If there is a bridge loan on a property and it comes due. What happens. Will it usually be tied to the first home only or will it affect both houses? The houses are in different towns.
When the bridge loan comes due and borrower can’t pay, then lender has the right to foreclose on the collateral property. If both properties were used as collateral, then lender can foreclose on both in order to collect the oustanding obligation. It doesn’t matter which town the property is in as long as the bridge lender has a lien recorded there.
Is the bridge loan with a hard money lender? You can negotiate for an extension of the loan - heck you can do that even with a conventional lender these days.
An extension was given once with one offer that did not close. Asked for a second extension, but they said no. Got a second offer, but buyer could not get financing. Bridge loan was up in Aug. No forclosure started yet. Bank says they want to work with homeowner.
homeowner is not in a position to re-finance and keep it for a rental. According to the bridge loan they could not rent it out so they have been trying to keep up all payments on both houses, plus utilities, taxes, etc.
Market has taken a dive and they owe more than it is worth on first house and would possibly owe more than the second house is worth also. Having trouble getting anybody in the door now to look, let alone to make an offer on the first house. They would like to keep the second house if at all possible.
So HO got 1 bridge loans using 2 different properties as collateral? Unusual for a conventional lender.
You could have homeowner apply for a “special forbearance” on each property. The forbearance would allow a smaller amount to be paid for a period of time, like 6 to 8 months. It would include the interest and some amount of arrears. At the end of the forbearance period, the lender would require either a refi or disposition of the property through a regular sale or short sale.
The request has to be sent in writing to the lenders and include financial statements and supporting documents (bank statements, 2 years of tax returns, pay stubs, etc.) The advantage to writing for a forbearance is that if the lender says no, they may write back saying they will consider a short sale - which would mean a more rapid approval process.
If they ask for a special forbearance on both properties will they lose their original % rate on 2nd property. They were paying two payments. Intrest only on the first home and a regular house payment on the second loan at like a 5.4% rate. They don’t want to mess up the deal on the second. With the bridge loan probably showing as late on their credit I doubt they could still get that interest rate today.
I will tell you that you give good advice. You are the first one to even throw out that option as a possibility. Most people say they may have to go to bankruptcy if the bank won’t work with them
It depends. If the lender on the second house gives them forbearance, they may require a re-fi at the end of the forbearance period, in which case they would have to pay whatever interest they can qualify for at that point. However, they may still be able to keep their original loan if for instance, they are able to pay down the principal with a large chunk of cash. Some lenders may be amenable to reinstating a loan with say 3% of principal paid down.
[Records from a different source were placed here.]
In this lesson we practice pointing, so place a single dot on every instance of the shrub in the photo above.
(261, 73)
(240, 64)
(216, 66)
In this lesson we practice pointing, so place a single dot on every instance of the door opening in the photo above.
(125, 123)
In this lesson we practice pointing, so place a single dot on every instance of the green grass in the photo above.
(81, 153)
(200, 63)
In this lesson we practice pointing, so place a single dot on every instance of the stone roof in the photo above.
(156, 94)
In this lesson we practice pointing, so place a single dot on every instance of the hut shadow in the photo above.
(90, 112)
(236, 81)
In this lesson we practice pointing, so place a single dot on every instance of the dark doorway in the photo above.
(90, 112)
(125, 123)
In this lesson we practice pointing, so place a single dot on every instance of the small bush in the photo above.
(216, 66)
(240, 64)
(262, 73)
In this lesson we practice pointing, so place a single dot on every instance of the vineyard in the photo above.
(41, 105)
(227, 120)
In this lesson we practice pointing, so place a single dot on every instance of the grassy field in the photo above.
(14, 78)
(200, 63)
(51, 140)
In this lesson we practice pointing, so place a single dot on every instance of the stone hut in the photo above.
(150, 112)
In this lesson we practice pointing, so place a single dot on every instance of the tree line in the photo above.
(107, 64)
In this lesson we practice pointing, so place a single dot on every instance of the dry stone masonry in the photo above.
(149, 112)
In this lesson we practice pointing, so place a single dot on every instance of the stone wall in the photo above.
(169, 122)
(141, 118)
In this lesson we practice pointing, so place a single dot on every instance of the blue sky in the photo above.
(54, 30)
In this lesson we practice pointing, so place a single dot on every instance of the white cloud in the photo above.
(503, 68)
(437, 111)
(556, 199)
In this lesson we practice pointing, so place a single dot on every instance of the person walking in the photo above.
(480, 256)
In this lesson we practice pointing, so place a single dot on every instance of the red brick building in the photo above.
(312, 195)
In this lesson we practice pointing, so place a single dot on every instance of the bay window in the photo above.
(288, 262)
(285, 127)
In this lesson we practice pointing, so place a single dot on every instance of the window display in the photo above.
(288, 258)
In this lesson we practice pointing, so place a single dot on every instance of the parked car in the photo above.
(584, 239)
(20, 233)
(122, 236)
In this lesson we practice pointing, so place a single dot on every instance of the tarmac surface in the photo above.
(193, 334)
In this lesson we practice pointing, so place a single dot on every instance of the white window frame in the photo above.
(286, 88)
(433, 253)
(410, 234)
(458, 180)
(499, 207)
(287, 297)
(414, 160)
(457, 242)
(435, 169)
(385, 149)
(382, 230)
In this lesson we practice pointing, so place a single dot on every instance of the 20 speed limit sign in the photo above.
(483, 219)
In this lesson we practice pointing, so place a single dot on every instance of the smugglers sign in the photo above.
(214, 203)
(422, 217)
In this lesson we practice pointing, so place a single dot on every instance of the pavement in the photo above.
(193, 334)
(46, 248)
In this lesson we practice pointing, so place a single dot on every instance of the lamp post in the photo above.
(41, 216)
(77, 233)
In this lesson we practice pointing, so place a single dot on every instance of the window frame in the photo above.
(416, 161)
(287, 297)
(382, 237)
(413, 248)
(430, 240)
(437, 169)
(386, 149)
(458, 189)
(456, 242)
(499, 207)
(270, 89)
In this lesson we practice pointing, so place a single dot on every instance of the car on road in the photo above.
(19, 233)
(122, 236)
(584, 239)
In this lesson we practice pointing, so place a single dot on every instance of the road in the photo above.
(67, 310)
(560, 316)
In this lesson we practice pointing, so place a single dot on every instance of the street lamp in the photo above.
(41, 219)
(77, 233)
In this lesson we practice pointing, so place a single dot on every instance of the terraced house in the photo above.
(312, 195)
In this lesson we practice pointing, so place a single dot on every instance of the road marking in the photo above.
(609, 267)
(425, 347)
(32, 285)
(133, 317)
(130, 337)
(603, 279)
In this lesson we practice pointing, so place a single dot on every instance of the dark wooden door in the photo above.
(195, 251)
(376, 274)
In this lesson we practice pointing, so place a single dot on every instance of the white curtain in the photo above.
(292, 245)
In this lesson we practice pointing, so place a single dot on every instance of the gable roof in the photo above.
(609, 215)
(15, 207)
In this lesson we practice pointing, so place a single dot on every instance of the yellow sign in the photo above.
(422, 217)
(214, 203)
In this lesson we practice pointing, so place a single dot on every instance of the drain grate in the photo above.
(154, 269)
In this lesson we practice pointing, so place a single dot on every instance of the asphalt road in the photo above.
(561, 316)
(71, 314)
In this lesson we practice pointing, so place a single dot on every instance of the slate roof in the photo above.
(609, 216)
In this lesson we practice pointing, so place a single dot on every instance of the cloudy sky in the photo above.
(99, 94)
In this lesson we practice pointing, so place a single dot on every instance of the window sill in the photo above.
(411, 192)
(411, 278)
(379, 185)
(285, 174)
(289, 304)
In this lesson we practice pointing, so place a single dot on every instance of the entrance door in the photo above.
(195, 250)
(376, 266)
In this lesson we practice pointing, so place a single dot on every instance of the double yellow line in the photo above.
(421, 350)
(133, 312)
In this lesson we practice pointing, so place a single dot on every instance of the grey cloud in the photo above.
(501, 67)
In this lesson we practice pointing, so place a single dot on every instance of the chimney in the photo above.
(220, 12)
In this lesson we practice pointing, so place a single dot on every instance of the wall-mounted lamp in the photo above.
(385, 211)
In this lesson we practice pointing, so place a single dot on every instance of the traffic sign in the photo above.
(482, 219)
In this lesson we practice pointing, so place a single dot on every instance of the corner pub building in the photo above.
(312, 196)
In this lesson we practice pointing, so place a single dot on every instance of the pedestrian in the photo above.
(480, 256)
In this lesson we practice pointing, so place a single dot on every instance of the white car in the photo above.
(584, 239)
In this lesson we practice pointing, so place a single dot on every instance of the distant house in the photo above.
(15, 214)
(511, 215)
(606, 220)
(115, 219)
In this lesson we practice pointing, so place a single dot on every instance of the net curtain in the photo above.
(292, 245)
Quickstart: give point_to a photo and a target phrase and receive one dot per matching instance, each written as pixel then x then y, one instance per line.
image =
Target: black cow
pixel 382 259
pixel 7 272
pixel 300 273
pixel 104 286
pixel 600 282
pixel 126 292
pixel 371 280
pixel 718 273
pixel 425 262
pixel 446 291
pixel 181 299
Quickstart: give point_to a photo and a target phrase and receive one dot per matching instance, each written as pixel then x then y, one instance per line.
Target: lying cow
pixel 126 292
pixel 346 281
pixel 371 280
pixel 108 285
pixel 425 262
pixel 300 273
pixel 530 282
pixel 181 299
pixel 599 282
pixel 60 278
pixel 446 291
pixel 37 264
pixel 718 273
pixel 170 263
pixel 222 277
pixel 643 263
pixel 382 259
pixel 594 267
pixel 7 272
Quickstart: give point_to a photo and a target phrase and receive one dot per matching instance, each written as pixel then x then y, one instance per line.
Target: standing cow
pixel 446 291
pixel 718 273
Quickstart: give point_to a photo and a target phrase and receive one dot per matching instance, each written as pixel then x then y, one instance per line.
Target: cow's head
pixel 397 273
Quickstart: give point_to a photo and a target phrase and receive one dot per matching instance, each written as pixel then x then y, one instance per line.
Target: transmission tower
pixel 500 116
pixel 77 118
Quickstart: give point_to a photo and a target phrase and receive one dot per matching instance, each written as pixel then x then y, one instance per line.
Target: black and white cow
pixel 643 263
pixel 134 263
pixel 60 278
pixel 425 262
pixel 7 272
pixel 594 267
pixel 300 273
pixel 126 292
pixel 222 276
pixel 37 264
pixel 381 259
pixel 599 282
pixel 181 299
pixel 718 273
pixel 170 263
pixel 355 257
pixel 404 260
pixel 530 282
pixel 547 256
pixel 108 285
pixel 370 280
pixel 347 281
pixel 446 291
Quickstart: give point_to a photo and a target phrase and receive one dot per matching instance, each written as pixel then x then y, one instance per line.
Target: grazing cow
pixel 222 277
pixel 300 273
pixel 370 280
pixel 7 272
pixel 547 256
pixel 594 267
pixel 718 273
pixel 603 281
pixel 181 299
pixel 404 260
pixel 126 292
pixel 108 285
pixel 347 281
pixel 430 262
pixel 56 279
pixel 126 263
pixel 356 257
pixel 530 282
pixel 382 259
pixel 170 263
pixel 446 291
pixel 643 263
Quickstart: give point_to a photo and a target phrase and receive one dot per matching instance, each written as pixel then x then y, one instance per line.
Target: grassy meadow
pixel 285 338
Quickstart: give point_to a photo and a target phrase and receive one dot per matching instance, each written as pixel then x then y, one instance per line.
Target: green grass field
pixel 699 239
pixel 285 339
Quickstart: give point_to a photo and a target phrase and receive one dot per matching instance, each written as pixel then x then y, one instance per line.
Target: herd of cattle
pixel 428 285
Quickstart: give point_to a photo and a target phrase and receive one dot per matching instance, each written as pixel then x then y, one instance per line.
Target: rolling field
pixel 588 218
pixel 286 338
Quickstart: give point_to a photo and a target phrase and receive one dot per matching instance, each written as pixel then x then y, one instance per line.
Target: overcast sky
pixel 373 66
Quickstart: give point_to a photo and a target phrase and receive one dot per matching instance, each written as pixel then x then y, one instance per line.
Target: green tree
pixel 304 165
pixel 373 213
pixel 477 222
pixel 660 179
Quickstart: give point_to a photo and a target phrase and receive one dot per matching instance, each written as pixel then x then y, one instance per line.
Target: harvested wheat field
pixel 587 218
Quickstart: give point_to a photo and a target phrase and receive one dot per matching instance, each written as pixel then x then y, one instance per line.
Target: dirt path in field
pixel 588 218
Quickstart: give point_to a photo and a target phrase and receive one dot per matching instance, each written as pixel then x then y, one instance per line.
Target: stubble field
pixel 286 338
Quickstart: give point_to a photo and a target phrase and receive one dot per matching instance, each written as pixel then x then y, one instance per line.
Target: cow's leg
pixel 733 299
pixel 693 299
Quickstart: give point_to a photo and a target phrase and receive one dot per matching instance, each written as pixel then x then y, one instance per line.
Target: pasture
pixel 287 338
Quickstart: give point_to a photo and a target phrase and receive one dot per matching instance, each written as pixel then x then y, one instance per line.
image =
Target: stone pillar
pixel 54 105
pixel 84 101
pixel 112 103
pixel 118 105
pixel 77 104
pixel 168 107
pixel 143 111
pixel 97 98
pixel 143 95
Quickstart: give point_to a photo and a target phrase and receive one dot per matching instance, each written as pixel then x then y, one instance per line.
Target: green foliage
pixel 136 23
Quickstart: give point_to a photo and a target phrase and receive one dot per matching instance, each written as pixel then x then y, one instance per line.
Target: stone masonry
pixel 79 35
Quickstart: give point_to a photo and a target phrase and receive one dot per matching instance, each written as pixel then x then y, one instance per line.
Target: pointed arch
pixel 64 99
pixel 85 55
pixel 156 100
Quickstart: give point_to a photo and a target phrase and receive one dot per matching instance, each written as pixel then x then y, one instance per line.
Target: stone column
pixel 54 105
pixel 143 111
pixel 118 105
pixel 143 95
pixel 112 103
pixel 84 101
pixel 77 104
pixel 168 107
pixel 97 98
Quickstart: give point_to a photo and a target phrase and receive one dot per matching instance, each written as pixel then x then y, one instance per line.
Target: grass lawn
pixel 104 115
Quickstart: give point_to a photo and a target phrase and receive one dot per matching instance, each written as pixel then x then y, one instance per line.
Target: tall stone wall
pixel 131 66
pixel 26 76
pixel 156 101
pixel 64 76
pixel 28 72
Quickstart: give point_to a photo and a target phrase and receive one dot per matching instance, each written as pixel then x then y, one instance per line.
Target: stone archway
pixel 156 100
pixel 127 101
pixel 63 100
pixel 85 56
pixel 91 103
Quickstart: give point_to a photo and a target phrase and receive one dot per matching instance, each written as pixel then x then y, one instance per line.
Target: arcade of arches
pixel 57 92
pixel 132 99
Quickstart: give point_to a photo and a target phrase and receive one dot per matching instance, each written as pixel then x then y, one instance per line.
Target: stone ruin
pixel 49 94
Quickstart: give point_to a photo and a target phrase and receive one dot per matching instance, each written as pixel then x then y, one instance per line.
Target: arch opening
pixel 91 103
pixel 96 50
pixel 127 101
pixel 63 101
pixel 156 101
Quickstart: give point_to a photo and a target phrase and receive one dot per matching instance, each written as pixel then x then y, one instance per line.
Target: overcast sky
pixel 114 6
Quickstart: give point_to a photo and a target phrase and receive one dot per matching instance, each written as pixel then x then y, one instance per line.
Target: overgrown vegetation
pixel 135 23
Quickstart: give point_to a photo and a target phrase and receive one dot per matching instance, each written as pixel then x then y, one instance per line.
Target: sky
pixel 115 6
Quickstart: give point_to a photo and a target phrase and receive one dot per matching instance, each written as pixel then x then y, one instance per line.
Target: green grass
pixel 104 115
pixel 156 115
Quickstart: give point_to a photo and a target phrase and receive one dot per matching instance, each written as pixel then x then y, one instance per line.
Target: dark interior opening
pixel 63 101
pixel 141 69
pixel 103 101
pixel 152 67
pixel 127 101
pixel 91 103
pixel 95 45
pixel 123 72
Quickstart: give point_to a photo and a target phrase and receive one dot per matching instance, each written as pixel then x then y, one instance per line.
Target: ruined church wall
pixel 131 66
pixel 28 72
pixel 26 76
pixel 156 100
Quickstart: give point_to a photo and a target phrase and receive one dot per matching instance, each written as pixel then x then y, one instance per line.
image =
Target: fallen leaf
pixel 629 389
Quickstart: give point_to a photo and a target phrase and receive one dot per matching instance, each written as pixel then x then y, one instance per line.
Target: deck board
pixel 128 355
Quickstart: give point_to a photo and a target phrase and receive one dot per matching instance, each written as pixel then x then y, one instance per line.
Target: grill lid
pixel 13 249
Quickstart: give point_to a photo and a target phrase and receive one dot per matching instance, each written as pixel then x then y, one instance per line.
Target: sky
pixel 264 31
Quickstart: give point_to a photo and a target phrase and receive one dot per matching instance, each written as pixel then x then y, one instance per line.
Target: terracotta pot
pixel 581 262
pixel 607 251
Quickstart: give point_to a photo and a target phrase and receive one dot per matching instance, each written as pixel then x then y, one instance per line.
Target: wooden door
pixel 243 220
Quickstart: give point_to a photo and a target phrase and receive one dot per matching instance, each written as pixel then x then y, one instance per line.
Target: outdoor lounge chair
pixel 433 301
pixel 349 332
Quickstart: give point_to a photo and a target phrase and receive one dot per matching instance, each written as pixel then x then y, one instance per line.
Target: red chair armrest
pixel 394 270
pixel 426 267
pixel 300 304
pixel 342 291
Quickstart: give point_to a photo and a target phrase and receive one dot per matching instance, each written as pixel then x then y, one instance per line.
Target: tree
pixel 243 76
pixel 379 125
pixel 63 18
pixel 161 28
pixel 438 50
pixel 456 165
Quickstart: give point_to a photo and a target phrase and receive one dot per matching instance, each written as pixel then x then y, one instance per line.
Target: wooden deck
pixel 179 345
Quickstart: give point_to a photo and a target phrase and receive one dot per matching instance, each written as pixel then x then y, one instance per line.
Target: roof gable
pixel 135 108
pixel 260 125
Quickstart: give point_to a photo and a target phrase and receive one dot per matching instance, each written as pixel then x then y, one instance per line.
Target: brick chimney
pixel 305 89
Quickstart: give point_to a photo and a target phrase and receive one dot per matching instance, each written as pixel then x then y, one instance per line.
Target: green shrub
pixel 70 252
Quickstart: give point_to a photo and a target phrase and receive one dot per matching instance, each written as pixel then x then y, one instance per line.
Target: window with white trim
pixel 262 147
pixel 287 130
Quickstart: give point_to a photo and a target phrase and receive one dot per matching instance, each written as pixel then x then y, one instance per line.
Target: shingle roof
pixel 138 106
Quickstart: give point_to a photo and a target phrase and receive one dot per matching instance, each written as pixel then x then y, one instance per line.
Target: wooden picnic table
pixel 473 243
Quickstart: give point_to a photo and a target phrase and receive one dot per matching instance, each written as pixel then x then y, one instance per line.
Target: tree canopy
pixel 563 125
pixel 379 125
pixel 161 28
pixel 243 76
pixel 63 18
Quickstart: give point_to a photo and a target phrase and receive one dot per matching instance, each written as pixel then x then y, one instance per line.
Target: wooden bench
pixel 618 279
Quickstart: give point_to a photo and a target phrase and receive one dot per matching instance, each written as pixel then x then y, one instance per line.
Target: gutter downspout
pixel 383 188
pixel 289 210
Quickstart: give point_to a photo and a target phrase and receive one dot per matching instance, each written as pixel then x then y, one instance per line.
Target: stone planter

A lot can change in the next few months, so homeowners that really want to keep their home should concentrate on getting a compromise from the bank to keep them in good standing on the loan and worry about interest rates and re-fi’s later. The rule of thumb, going forward in this credit market is to bring the principal amount down - so that means earning more cash and saving it during the time the banks are willing to give you forbearance.
One couple that is doing something very smart is budgeting their lives as if one of them lost their job. So, they are finding a way to live on one income, while still making 2. The money from the 2nd income all goes into paying down debt and mortgage. This was an old concept from the 60’s where one spouse’s income was set aside for retirement instead of being spent on living expenses. Sounds strange now, but still makes sense to do.
One way to ensure the banks will work with you is to send things to them in writing. That means hardship letters and supporting documentation. Send by return reciept mail or get fax confirmations. Also, don’t be afraid to “escalate” your request to a supervisor or copy the president of the company on your letters. Keep a careful log of all phone conversations and try to get bank’s responses in writing whenever possible.
Thanks. Both the bridge loan and the new home are with the same lender. They have their original paperwork.They have a home equity loan app. There is a letter saying the first loan is paid in full. They have the copy of the mortgage marked “paid”. They have the letter that says: attached are the following, Home equity loan agreement. They have a copy of a TFS equity loan #. With the first lien to lienholder for the approximate balance owed. The balance is the balance that was of the first Mortgage. There is an open-end mortgage with a conveyance being the first property as the secured debt.
They also have their loan app. for the new house. which lists the first house as an asset with a lien on it. They got the equity out of the first house for the DP on the new house. The truth in lending statement for the new house states that the security interest is the new property.